The stage employed in the second embodiment included a hollow portion 18 with depth of 100 μm, and width of 400 μm. With the second embodiment, reflection of the laser beam from the stage was able to be suppressed even further.
According to the present invention, debris can be suppressed from adhering to the substrate or channel forming member with a simple process, even in the event of forming a liquid supply port by laser irradiation on the substrate.

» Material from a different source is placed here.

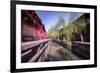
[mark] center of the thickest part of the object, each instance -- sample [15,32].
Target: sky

While the present invention has been described with reference to exemplary embodiments, it is to be understood that the invention is not limited to the disclosed exemplary embodiments. The scope of the following claims is to be accorded the broadest interpretation so as to encompass all such modifications and equivalent structures and functions.
This application claims the benefit of Japanese Patent Application No. 2012-263260, filed Nov. 30, 2012, which is hereby incorporated by reference herein in its entirety.